As a data scientist, you are always building models and making predictions. You may want to take those predictions that you create and write them back to a database. This ensures that someone else could then pick up those predictions and use them in a dashboard. Or you may want to create a dashboard or visualize it with another tool that can be hooked up and used with that database. It’s also helpful if you’re extracting data off the web or scraping it from somewhere and you want to store this data in a database. As we have previously discussed, the data scientist isn’t usually the one in charge of managing the entire database, that usually left to the DBA or some type of administrator. Even so, it’s helpful to have a basic understanding of how this works. You can use the statement CREATE TABLE to do this.

CREATE TABLE Shoes
(
Id     char(10)     PRIMARY KEY,
Brand  char(10)     NOT NULL,
ShoeTypes  char(250)    NOT NULL,
Color  char(250)    NOT NULL,
Price  decimal(8,2) NOT NULL,
Descp  Varchar(750) NULL
);

In the above example, you create a table named “Shoes” by putting the name after CREATE TABLE. Then define the list of columns in the brackets. The first column is Id. It is a character with lenth 10. And the Id is going to be primary key. So you define data type (how many characters or decimals you allow to be inserted into this column), whether or not you allow null values. By default, it assumes that null values are accepted.

The syntax for creating these tables varies greatly by relational database management system that you’re using. The above example exhibits the basic structure to create a table. However, it’s important to check the specifications and syntax of the relational database management system you’re using. An important thing to note when creating a table is to define whether a column can contain a null value or is a primary key. There are several things to pay special attention here:

  1. Don’t confuse null value with empty string. Null value is the absence of everything, whereas empty string is a value there, such as space.
  2. A primary key cannot accept null values. The Id in the example can never have an empty value or not any value.
  3. If you indicate that a column cannot be null, then you will get an error if there is any missing value in that column.

There are two ways to incert data to the table after defining the variables:

  1. Use INSERT INTO statement
INSERT INTO Shoes
VALUES ( '14535974',
'Gucci',
'Slippers',
'Pink',
'695.00',
NULL
);

The first method will take the first value indicated and put it in the first column; the second value will go to the second column, and so on and so forth. It works. However, a potential problem of this method is that you have no guarantee that data is going into the correct column. It is better to be more specific.
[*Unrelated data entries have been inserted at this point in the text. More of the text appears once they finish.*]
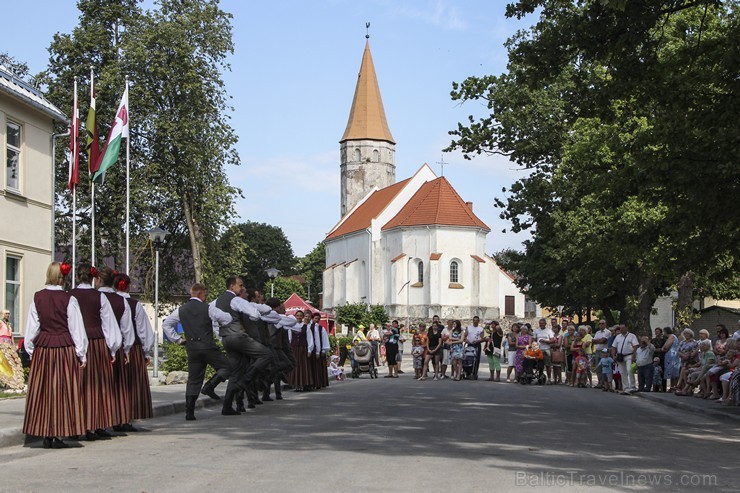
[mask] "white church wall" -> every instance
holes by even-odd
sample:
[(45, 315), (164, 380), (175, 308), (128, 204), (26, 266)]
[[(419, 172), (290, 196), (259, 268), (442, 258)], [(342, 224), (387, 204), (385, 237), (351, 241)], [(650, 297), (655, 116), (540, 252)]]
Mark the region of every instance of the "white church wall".
[(524, 318), (524, 294), (519, 291), (514, 281), (509, 276), (504, 274), (499, 268), (499, 301), (498, 306), (501, 309), (501, 316), (504, 316), (506, 309), (506, 297), (514, 297), (514, 316), (517, 318)]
  1. Use INSERT INTO and VALUES
INSERT INTO Shoes
(Id, 
Brand,
ShoeTypes,
Color,
Price,
Descp
)
VALUES 
( 
'14535974',
'Gucci',
'Slippers',
'Pink',
'695.00',
NULL
);

The second method also lists the columns. This can be really beneficial if you want to insert values into some columns but not all. I will recommend using this method. It’s a little safer because you have more control and know exactly which value is going and into which column.

Now you have learned how to create tables using SQL. Another option is to create a copy or get a subset of an existing table. A table created this way is a temporary table. The most important thing to know about temporary tables is that they will be deleted when the current client session is terminated. That’s why they’re called temporary tables. Why do we need temporary table? Because it is mush faster than creating a real table. If you have complex queries and you want to simplify it a bit by creating a subset and then joining to that subset and driving a new calculation from that, then temporary table is a great option. You can use the statement CREATE TEMPORARY TABLE to do this:

CREATE TEMPORARY TABLE Sandals AS
(
SELECT *
FROM Shoes
WHERE ShoeTypes = 'sandals'
)

In this case, we create a subset of data from Shoes table and name the new table Sandals. The new table is all records with shoe type sandals.